In [1]:
# Import Dependencies
from pyspark.sql import SparkSession
from pyspark.sql.types import IntegerType, FloatType
from pyspark.sql.functions import col, explode, when, sum, size
import pandas as pd



# Initialize Spark Session
spark = SparkSession.builder.appName("BookRatingPrediction").getOrCreate()

Setting default log level to "WARN".
To adjust logging level use sc.setLogLevel(newLevel). For SparkR, use setLogLevel(newLevel).
23/11/29 00:04:18 WARN NativeCodeLoader: Unable to load native-hadoop library for your platform... using builtin-java classes where applicable
23/11/29 00:04:18 WARN Utils: Service 'SparkUI' could not bind on port 4040. Attempting port 4041.
23/11/29 00:04:18 WARN Utils: Service 'SparkUI' could not bind on port 4041. Attempting port 4042.


In [2]:
# Read the data back in from the multiple files
df = spark.read.json("../../Resources/data_chunks")

# List of columns to drop
columns_to_drop = ['asin','country_code', 'description', 'isbn', 'similar_books', 'title_without_series','is_ebook', 'work_id' , 'link', 'image_url', 'url', 'edition_information', 'kindle_asin','language_code', 'publication_day', 'publication_month', 'publisher', 'title']

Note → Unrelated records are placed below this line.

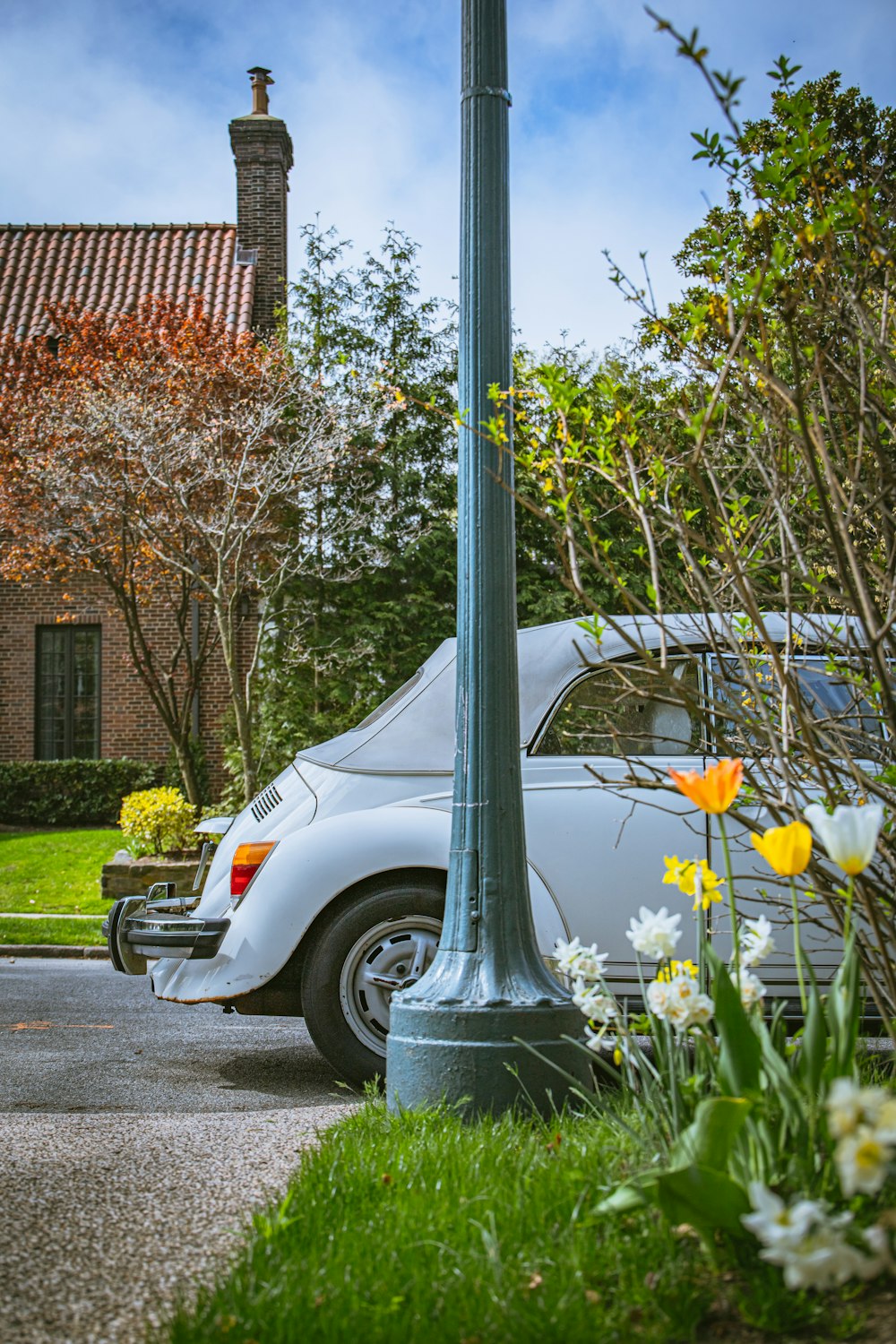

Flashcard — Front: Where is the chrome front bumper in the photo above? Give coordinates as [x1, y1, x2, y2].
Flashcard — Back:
[102, 897, 229, 976]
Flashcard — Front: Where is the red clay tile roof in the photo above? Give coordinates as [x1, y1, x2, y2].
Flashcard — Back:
[0, 225, 255, 340]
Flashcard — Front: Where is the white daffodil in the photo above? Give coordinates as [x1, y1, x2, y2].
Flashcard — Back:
[805, 803, 884, 878]
[731, 970, 766, 1008]
[773, 1223, 866, 1292]
[740, 1180, 825, 1247]
[825, 1078, 896, 1144]
[648, 980, 672, 1018]
[626, 906, 681, 961]
[825, 1078, 863, 1139]
[555, 937, 608, 980]
[834, 1125, 892, 1199]
[740, 916, 775, 967]
[573, 976, 619, 1027]
[648, 972, 715, 1032]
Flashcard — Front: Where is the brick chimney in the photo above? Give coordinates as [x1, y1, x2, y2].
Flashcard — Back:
[229, 66, 293, 336]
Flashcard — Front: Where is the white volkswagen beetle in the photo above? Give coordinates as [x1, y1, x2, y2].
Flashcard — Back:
[105, 618, 859, 1082]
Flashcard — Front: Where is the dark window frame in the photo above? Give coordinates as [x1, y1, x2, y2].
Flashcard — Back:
[33, 621, 102, 761]
[527, 647, 708, 761]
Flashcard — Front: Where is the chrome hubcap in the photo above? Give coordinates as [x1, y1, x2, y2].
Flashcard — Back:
[339, 916, 442, 1058]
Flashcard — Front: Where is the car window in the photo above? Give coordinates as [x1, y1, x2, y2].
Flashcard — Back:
[533, 659, 700, 757]
[350, 668, 423, 733]
[708, 655, 884, 754]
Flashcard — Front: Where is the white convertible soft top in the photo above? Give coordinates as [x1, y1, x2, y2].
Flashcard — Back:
[297, 617, 702, 774]
[297, 613, 861, 774]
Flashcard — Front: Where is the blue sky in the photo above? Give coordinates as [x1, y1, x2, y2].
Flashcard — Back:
[0, 0, 896, 349]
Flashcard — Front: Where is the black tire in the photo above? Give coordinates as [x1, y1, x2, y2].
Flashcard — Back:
[302, 875, 444, 1085]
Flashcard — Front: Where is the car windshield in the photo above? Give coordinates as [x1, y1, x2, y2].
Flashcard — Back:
[350, 668, 423, 733]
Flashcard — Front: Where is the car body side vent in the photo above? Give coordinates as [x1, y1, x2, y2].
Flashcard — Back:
[251, 784, 283, 822]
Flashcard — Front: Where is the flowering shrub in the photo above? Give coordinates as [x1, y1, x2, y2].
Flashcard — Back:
[118, 789, 196, 859]
[557, 761, 896, 1290]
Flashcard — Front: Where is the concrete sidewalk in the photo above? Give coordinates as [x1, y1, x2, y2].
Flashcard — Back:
[0, 1104, 349, 1344]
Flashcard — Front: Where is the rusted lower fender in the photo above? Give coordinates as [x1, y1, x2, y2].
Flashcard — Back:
[151, 806, 567, 1003]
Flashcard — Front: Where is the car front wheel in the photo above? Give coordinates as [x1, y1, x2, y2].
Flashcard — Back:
[302, 881, 444, 1083]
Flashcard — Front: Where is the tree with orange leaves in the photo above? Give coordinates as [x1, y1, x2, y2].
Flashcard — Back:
[0, 298, 365, 803]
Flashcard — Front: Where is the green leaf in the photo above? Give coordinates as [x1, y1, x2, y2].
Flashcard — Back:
[707, 948, 762, 1097]
[657, 1163, 750, 1234]
[672, 1097, 753, 1172]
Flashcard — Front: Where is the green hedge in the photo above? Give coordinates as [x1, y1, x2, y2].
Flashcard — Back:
[0, 758, 161, 827]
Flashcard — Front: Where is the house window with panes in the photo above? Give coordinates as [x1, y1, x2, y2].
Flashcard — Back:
[35, 625, 100, 761]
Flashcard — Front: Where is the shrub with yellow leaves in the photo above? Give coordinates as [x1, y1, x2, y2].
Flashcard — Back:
[118, 789, 196, 859]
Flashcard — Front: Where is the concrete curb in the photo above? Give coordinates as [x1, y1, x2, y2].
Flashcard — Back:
[0, 943, 108, 961]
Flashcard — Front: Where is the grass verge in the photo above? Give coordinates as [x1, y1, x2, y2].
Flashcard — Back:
[161, 1102, 881, 1344]
[0, 916, 106, 948]
[0, 827, 121, 919]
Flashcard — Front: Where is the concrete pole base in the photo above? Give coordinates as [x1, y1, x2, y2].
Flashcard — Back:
[385, 1000, 594, 1120]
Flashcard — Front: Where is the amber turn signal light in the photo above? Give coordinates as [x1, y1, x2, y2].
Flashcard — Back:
[229, 840, 277, 897]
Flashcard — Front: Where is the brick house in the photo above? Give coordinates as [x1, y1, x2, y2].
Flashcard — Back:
[0, 66, 293, 792]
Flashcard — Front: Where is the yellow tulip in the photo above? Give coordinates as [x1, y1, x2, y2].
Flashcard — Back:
[750, 822, 812, 878]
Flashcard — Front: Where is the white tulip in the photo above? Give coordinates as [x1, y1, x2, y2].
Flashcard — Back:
[805, 803, 884, 878]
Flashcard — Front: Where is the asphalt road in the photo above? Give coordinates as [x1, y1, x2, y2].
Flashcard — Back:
[0, 957, 345, 1115]
[0, 959, 355, 1344]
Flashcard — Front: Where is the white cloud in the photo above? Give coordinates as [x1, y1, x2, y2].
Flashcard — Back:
[0, 0, 896, 346]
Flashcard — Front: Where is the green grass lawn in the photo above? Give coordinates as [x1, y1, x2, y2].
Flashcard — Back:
[163, 1099, 883, 1344]
[0, 827, 121, 919]
[0, 916, 106, 948]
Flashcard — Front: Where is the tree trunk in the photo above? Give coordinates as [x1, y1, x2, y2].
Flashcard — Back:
[172, 738, 202, 808]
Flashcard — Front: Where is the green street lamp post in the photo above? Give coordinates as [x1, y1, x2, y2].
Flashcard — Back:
[385, 0, 589, 1115]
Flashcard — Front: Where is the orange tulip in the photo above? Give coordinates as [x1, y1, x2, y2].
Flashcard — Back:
[750, 822, 812, 878]
[669, 758, 745, 816]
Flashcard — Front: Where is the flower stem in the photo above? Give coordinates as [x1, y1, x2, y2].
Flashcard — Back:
[719, 814, 740, 999]
[790, 878, 806, 1023]
[844, 873, 856, 943]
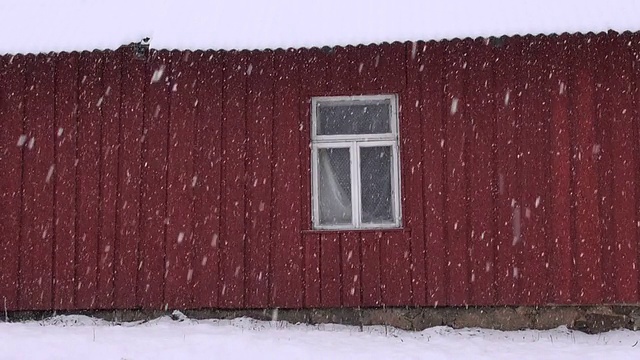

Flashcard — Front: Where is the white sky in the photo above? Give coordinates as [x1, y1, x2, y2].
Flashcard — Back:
[0, 0, 640, 54]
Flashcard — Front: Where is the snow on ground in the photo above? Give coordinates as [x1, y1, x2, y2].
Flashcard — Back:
[0, 0, 640, 54]
[0, 316, 640, 360]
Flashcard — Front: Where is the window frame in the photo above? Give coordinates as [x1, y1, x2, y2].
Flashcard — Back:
[310, 94, 402, 230]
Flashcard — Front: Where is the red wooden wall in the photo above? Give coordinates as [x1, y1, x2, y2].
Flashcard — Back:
[0, 34, 640, 310]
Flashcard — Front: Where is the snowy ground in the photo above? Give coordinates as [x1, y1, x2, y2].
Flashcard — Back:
[0, 316, 640, 360]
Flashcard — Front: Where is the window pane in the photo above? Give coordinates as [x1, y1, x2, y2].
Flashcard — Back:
[318, 148, 352, 225]
[317, 99, 391, 135]
[360, 146, 393, 224]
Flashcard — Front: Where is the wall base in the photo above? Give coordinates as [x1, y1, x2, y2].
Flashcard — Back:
[2, 305, 640, 334]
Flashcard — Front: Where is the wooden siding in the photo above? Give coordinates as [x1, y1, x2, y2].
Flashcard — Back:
[0, 33, 640, 311]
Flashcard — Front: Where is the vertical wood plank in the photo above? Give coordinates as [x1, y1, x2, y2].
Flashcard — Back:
[164, 50, 198, 309]
[340, 231, 362, 307]
[592, 35, 618, 302]
[0, 55, 27, 311]
[380, 231, 411, 306]
[360, 231, 382, 306]
[494, 37, 522, 305]
[444, 40, 471, 305]
[607, 35, 640, 303]
[137, 50, 171, 309]
[302, 234, 322, 308]
[418, 41, 448, 305]
[629, 37, 640, 300]
[465, 40, 495, 305]
[220, 52, 249, 308]
[547, 35, 573, 304]
[23, 54, 55, 310]
[300, 48, 329, 307]
[245, 51, 277, 308]
[193, 51, 223, 307]
[53, 52, 78, 310]
[569, 36, 602, 303]
[400, 43, 427, 306]
[320, 232, 342, 307]
[96, 51, 122, 309]
[271, 50, 308, 308]
[520, 37, 550, 305]
[75, 52, 104, 309]
[114, 48, 149, 309]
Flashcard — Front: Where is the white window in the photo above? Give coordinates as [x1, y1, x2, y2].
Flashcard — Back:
[311, 95, 401, 229]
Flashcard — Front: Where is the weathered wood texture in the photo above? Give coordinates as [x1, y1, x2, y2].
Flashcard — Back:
[0, 33, 640, 310]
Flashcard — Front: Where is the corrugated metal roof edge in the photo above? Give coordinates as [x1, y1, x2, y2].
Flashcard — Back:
[0, 30, 640, 57]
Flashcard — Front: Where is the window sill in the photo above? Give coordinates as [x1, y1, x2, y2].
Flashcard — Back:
[302, 227, 411, 235]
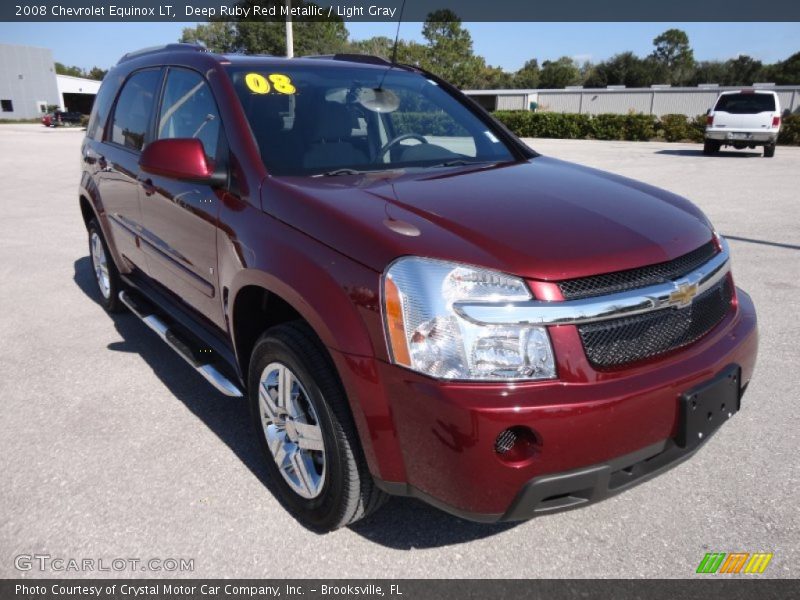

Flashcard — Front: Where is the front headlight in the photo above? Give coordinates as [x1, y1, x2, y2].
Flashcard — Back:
[383, 257, 556, 381]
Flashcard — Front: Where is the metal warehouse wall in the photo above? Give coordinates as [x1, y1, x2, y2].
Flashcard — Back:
[496, 94, 528, 110]
[0, 44, 60, 119]
[464, 86, 800, 117]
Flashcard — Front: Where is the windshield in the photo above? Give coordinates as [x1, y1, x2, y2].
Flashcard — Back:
[228, 64, 513, 175]
[714, 93, 775, 115]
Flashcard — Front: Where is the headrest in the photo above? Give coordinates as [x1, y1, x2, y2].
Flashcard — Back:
[311, 102, 353, 142]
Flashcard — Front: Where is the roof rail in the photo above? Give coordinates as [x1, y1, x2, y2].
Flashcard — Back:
[303, 53, 392, 66]
[118, 44, 208, 63]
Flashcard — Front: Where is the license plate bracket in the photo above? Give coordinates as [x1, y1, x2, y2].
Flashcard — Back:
[675, 365, 741, 448]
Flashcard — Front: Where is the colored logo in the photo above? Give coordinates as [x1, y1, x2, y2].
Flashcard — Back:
[697, 552, 772, 574]
[669, 283, 698, 308]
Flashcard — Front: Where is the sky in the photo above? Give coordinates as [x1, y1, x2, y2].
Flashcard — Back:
[0, 23, 800, 71]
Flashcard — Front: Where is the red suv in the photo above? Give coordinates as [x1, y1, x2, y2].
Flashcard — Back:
[79, 45, 757, 531]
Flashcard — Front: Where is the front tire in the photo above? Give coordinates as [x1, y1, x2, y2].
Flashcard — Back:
[87, 219, 125, 313]
[248, 322, 386, 532]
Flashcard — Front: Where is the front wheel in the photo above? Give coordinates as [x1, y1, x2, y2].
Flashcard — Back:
[248, 322, 386, 532]
[87, 219, 124, 313]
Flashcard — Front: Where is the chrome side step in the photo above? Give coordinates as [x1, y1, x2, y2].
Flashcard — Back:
[119, 291, 244, 398]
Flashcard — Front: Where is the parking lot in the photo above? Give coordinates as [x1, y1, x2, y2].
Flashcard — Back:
[0, 125, 800, 578]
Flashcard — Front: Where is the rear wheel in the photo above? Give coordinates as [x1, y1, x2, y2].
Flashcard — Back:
[248, 322, 386, 531]
[703, 140, 720, 156]
[87, 219, 124, 313]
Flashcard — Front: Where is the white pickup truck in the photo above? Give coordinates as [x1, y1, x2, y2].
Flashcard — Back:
[703, 89, 781, 158]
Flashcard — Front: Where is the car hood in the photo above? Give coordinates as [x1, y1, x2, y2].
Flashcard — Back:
[262, 156, 712, 280]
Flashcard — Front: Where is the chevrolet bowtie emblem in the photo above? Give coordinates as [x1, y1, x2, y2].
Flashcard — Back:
[669, 283, 697, 308]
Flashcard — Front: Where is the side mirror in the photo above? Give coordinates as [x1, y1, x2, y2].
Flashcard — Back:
[139, 138, 219, 184]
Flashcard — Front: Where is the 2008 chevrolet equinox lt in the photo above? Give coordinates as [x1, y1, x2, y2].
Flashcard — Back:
[79, 44, 757, 531]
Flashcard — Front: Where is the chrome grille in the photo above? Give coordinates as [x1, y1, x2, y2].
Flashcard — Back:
[558, 242, 717, 300]
[578, 277, 733, 368]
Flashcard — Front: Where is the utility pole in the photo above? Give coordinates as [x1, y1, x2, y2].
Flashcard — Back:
[286, 0, 294, 58]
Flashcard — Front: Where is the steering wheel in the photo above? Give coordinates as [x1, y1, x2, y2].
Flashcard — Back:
[378, 133, 429, 158]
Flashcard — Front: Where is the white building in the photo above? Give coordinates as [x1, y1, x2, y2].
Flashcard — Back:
[0, 44, 100, 119]
[56, 75, 101, 115]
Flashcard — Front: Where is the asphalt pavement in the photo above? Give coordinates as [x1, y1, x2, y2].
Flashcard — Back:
[0, 125, 800, 578]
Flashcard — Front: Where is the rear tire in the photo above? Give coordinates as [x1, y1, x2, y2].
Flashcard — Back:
[87, 219, 125, 313]
[248, 322, 387, 532]
[703, 140, 721, 156]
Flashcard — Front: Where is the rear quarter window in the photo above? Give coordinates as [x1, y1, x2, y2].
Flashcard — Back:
[714, 94, 775, 115]
[86, 76, 119, 142]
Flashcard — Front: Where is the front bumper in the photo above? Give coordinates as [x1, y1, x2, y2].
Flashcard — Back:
[337, 290, 758, 522]
[705, 129, 778, 144]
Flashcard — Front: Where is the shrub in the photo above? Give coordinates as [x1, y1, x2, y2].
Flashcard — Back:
[391, 112, 468, 135]
[778, 115, 800, 146]
[592, 114, 656, 141]
[659, 115, 692, 142]
[492, 110, 800, 144]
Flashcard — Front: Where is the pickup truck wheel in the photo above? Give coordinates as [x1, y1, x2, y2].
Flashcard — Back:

# Dropping unnecessary columns
df = df.drop(*columns_to_drop)

# Convert data types
df = df.withColumn("average_rating", col("average_rating").cast(FloatType())) \
    .withColumn("ratings_count", col("ratings_count").cast(IntegerType())) \
    .withColumn("num_pages", col("num_pages").cast(IntegerType())) \
    .withColumn("text_reviews_count", col("text_reviews_count").cast(IntegerType()))

# drop rows with null values
df = df.dropna(how='any')

# Show the first few rows to verify
df.show()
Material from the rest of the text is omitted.